Autre griefs soulevés par Thierno Bocoum dans cette proposition de loi, c’est la réforme de l'alinéa premier de l'article 20 qui augmente le nombre de députés nécessaire pour constituer un groupe parlementaire. Au lieu de 10 députés, cette disposition prévoit désormais 15 députés pour pouvoir constituer un groupe parlementaire. Une telle réforme, selon le député du parti Rewmi, ‘’vise à rendre plus difficile l'expression démocratique consistant à se constituer en groupe parlementaire’’. ‘’Il faut être une démocratie nulle, véritablement médiocre, une pseudo démocratie pour instituer des dispositions qui empêchent l’existence d’un groupe parlementaire adverse’’, estime pour sa part Me El Hadji Diouf qui pense qu’‘’on veut tuer tous les groupes parlementaires pour qu’il n’y ait qu’un seul groupe parlementaire favorable au chef de l’Etat et à l’exécutif comme BBY’’.

Que non ! Cette réforme, rétorque le député de l’Alliance des forces du progrès, Zator Mbaye, ‘’vient mettre en adéquation le nombre de parlementaires qui a toujours été le 10ème du nombre de députés’’. ‘’Cela a toujours été le nombre reconnu par la constitution. Dans toutes les grandes démocraties, pour avoir un groupe parlementaire, il faut le 10ème des parlementaires’’, fulmine-t-il.

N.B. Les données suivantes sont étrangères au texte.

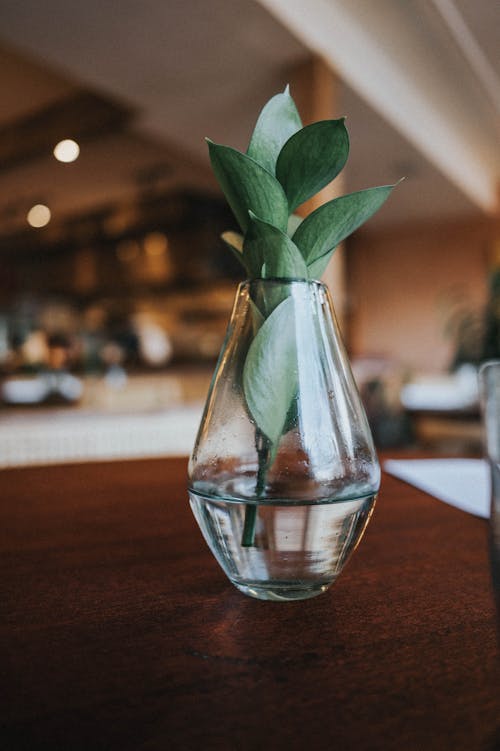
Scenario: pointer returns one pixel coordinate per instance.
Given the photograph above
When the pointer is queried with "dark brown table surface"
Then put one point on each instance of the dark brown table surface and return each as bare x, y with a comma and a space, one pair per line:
119, 630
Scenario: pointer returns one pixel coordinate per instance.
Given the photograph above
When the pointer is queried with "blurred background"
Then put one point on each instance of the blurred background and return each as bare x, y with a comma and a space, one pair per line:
115, 289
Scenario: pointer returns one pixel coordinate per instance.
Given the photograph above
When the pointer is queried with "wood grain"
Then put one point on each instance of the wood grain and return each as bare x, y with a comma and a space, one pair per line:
119, 630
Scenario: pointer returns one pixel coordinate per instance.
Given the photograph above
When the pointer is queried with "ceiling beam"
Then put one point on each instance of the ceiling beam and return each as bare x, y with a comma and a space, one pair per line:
388, 55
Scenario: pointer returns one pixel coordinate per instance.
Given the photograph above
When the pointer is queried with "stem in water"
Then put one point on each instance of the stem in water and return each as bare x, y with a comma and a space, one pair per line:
262, 446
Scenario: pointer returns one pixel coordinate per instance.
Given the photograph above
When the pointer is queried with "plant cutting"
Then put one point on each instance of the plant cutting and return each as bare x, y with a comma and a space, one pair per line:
283, 367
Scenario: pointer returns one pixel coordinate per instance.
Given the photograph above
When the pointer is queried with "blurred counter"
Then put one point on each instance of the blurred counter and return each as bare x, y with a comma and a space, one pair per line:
142, 416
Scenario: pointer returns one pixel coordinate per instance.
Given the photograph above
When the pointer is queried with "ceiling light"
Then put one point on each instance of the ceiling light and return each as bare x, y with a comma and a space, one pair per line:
155, 244
38, 215
67, 150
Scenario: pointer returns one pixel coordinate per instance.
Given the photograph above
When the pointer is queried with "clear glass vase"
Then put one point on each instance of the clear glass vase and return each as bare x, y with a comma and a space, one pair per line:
283, 476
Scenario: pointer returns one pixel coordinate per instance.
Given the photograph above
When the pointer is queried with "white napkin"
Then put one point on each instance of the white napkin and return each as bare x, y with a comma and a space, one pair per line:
464, 483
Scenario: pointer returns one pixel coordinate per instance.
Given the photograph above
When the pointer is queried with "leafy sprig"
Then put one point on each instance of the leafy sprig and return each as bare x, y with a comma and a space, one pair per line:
285, 165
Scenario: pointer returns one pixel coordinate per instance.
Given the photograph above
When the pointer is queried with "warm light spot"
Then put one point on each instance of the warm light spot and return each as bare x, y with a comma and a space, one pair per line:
67, 150
155, 244
38, 215
127, 251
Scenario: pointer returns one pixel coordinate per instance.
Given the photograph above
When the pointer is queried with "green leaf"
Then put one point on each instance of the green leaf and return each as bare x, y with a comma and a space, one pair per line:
247, 185
294, 221
277, 121
326, 227
234, 241
270, 371
272, 252
311, 159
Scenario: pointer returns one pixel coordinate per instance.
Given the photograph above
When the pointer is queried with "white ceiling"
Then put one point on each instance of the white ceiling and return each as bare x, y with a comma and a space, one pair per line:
196, 68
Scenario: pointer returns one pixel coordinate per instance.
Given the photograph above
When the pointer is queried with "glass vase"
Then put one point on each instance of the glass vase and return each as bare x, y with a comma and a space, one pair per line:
283, 475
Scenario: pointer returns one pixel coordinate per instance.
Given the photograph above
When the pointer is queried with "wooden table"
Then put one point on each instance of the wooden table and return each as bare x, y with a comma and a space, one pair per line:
119, 630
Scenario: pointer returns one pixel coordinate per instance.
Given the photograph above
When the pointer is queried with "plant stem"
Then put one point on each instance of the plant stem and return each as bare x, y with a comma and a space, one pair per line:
262, 446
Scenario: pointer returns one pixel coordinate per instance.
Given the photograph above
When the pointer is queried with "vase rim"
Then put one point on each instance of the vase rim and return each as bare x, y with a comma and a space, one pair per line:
281, 281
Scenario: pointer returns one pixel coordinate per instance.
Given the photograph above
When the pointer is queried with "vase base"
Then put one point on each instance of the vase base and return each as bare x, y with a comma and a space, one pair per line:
281, 592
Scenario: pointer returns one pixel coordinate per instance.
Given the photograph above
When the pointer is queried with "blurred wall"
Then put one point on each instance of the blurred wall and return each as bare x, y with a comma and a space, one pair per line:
409, 287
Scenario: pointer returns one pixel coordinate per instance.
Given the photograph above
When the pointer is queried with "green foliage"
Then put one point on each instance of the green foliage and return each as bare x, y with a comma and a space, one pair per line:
277, 122
270, 371
325, 228
285, 164
269, 249
248, 186
311, 159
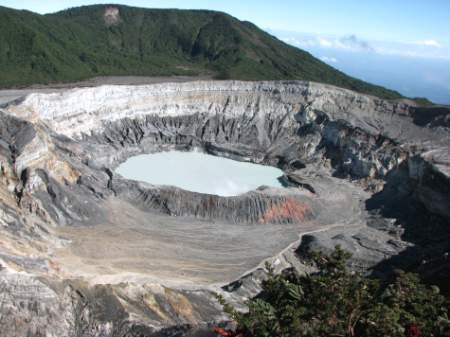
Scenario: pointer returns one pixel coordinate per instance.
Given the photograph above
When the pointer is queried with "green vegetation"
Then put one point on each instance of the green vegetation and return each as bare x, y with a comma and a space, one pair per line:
79, 43
337, 302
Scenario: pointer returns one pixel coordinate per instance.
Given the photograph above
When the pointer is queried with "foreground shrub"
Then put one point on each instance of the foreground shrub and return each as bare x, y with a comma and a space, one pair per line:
338, 302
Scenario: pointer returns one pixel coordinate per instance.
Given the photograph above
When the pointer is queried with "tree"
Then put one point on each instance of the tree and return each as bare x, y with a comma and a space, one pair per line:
336, 301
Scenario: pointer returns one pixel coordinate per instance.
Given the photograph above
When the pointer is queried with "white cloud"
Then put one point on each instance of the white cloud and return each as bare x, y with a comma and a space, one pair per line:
429, 48
429, 43
324, 42
327, 59
350, 42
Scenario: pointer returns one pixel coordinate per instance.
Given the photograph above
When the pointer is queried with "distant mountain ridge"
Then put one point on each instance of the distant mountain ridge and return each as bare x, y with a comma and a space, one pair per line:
102, 40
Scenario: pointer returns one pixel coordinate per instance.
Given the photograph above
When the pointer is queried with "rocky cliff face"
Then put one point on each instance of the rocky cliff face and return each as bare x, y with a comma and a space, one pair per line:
361, 172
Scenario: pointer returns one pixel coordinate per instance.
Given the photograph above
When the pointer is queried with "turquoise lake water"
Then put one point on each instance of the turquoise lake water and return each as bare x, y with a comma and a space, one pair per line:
199, 172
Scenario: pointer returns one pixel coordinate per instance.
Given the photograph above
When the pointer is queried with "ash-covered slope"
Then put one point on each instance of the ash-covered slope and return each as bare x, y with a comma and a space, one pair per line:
102, 40
363, 173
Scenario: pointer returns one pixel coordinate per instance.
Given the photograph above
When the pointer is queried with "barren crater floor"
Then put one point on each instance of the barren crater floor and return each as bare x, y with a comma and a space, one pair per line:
78, 233
140, 247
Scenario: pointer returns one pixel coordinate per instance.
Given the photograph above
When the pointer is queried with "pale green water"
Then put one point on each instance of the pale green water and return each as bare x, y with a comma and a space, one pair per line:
199, 172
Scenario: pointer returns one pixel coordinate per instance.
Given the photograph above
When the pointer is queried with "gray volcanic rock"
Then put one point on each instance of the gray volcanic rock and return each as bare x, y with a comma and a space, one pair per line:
85, 252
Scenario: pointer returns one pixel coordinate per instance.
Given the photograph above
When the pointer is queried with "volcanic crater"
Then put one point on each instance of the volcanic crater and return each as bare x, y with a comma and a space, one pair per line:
357, 170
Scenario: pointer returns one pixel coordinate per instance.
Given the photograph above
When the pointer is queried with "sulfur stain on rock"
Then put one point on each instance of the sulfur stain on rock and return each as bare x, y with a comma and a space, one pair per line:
288, 210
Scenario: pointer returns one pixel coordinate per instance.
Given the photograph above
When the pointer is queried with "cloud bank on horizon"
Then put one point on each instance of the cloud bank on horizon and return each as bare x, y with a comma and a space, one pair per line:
415, 68
429, 48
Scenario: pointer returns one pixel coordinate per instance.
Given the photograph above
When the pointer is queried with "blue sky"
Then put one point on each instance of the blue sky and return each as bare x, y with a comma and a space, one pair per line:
396, 20
402, 44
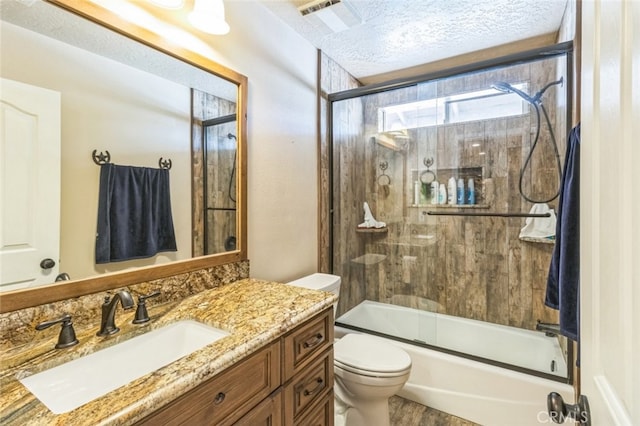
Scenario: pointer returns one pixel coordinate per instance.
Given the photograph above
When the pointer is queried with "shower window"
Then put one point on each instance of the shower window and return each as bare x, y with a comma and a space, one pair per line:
457, 276
470, 106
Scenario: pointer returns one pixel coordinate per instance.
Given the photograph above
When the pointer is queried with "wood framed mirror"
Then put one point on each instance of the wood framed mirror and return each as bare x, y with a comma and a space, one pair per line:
195, 54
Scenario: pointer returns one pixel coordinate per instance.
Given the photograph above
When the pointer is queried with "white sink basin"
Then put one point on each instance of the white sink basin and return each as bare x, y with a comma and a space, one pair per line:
70, 385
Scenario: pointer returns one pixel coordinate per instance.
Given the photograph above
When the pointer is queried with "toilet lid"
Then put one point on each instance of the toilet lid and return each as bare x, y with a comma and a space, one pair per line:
368, 353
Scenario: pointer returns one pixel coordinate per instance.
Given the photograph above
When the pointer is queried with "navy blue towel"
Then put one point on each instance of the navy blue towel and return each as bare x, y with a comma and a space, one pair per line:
563, 284
134, 213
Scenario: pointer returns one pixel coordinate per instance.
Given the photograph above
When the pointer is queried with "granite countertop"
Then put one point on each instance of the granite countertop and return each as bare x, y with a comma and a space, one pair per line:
255, 312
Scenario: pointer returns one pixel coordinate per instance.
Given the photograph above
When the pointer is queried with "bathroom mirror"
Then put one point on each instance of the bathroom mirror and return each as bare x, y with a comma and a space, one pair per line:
183, 67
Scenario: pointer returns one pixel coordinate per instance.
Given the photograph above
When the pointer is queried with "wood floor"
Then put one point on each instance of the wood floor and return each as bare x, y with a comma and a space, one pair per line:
403, 412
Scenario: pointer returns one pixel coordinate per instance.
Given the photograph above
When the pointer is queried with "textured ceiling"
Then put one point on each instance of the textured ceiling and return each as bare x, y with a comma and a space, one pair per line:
399, 34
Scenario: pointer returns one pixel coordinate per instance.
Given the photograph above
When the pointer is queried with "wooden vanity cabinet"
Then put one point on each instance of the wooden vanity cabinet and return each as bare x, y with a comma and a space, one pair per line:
288, 382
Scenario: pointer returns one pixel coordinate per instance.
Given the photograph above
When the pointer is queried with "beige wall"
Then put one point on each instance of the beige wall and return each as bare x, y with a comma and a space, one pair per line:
134, 134
282, 152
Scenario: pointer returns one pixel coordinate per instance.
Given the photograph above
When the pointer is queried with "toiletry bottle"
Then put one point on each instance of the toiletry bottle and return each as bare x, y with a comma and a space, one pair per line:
471, 192
460, 192
451, 190
435, 187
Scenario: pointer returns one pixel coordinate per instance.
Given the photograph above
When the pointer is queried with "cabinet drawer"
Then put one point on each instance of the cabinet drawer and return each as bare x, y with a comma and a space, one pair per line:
308, 387
267, 413
226, 396
320, 414
308, 340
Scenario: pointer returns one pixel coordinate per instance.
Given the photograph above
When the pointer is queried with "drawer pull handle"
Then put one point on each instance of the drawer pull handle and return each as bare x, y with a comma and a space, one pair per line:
318, 387
314, 341
219, 398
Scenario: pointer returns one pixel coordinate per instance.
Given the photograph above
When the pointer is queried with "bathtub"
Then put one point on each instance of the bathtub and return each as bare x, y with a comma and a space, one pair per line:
477, 391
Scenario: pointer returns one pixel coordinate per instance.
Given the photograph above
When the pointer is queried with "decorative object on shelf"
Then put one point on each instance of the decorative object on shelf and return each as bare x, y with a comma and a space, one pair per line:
369, 220
427, 176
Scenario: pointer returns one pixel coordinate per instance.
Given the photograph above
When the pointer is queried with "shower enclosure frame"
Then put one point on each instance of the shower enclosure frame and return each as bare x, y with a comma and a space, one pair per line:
561, 49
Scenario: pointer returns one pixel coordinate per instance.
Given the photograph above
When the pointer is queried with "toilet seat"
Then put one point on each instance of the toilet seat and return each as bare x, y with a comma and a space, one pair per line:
369, 356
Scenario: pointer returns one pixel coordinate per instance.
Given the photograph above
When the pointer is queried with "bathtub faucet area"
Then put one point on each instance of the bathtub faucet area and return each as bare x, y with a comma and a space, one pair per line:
549, 329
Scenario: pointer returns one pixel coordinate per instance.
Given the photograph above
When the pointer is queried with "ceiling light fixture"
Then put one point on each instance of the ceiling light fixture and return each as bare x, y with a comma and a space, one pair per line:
330, 16
208, 16
168, 4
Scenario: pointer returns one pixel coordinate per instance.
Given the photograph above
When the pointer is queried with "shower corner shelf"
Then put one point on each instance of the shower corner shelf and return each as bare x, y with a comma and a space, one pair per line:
450, 206
372, 230
538, 240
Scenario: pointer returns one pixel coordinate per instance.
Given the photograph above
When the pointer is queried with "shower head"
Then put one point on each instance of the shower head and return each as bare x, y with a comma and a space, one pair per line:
507, 88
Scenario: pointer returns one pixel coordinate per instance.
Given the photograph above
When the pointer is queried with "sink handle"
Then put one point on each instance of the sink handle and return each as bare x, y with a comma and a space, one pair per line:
142, 315
67, 335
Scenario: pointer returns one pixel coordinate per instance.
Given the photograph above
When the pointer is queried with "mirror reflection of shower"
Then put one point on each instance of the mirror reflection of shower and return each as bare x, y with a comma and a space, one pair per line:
220, 158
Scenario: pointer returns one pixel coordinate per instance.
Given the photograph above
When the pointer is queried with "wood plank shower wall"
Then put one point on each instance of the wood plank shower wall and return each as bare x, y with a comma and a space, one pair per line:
471, 267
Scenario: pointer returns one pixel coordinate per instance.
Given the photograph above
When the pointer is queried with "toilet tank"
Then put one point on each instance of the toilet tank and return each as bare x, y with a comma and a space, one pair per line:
320, 281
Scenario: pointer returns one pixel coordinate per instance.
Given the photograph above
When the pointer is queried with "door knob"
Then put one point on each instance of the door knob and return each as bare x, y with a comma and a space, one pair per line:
559, 411
47, 263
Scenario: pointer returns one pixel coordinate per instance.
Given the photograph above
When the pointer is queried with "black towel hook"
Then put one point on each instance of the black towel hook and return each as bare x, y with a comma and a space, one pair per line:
101, 158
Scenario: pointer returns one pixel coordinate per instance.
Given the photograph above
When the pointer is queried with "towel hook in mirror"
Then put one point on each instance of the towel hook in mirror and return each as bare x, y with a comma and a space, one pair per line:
164, 164
101, 158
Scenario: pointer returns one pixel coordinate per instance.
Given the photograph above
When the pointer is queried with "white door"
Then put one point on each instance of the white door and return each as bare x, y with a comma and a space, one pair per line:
610, 210
30, 185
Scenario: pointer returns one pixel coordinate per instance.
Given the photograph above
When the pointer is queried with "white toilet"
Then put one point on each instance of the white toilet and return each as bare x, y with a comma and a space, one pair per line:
368, 370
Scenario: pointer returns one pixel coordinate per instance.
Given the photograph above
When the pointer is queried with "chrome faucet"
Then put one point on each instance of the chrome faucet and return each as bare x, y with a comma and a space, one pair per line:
107, 324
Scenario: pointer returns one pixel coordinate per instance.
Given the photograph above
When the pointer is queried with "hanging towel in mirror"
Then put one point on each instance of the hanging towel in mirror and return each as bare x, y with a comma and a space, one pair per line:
134, 213
563, 283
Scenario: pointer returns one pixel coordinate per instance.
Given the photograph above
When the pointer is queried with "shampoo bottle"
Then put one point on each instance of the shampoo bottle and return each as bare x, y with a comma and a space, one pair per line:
460, 192
451, 190
435, 187
416, 192
471, 192
442, 194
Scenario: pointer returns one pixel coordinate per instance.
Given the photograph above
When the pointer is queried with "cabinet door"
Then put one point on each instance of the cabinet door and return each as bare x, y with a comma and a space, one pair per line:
267, 413
226, 397
308, 387
319, 415
306, 342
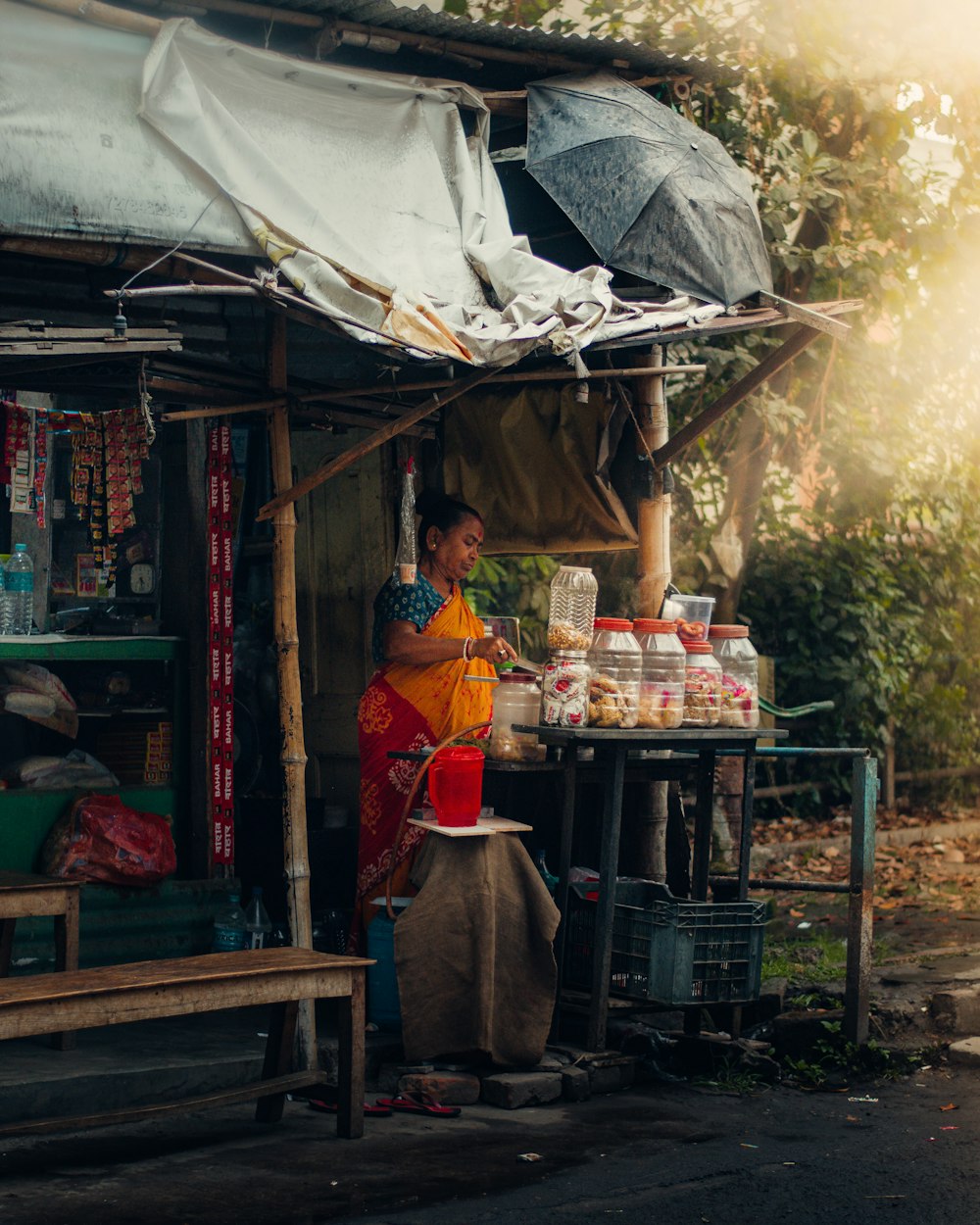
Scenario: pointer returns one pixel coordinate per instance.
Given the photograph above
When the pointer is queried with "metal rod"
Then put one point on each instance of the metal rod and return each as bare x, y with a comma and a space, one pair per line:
777, 885
860, 906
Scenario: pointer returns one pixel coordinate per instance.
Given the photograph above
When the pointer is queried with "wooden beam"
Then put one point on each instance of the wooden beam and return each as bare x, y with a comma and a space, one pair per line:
687, 434
357, 452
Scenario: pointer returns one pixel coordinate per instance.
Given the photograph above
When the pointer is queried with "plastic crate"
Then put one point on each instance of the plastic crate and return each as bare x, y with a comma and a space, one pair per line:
669, 950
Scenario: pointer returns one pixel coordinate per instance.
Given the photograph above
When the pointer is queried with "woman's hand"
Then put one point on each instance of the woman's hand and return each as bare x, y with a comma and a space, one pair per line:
494, 651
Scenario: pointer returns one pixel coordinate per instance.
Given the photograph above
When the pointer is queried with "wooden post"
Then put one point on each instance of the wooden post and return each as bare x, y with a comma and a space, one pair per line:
653, 508
653, 564
293, 753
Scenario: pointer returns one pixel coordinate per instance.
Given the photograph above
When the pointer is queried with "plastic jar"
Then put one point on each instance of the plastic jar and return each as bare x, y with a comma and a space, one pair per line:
739, 662
616, 664
564, 690
662, 674
515, 700
572, 609
702, 686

Poursuivant dans ses explications, Zator Mbaye rappelle que ‘’l’Assemblée nationale a connu des bouleversements qui ont fait qu’à un moment donné, elle comptait 100 députés, puis 120, ensuite 150 avant de revenir à 120 pour retourner encore à 150’’. Ainsi, souligne-t-il, ‘’il fallait justement mettre en adéquation cette disposition de la loi organique avec les standards internationaux qui prévoient le 10ème du nombre de députés pour constituer un groupe parlementaire’’.

’Moralisation de l’espace parlementaire’’

L’autre disposition qui irrite l’opposition, c’est l’article 20 qui, à son alinéa 5, dispose que "le député qui démissionne de son groupe ne peut, en aucun cas, s'affilier à un autre groupe parlementaire au cours de la législature". Cette disposition, selon Thierno Bocoum, ‘’signifie que le député n'a plus la liberté de se retrouver dans un groupe qu'il aura choisi après avoir démissionné de son groupe’’. Le but politique ‘’étant d'empêcher certains alliés de se constituer en groupe mais également aux opposants de compter sur l'apport de députés déçus de la majorité pour constituer un groupe parlementaire’’. Me El Hadji Diouf d’ajouter : ‘’Une telle disposition constitue une proposition réactionnaire, rétrograde, antidémocratique, dangereuse et même ségrégationniste’’. Mais pour Zator Mbaye, ‘’cela obéit à une logique de moralisation de l’espace parlementaire’’. Car, dit-il, ‘’il est inadmissible qu’un parlementaire qui est élu sur une liste de parti politique ou de coalition de partis, choisisse de quitter son groupe’’.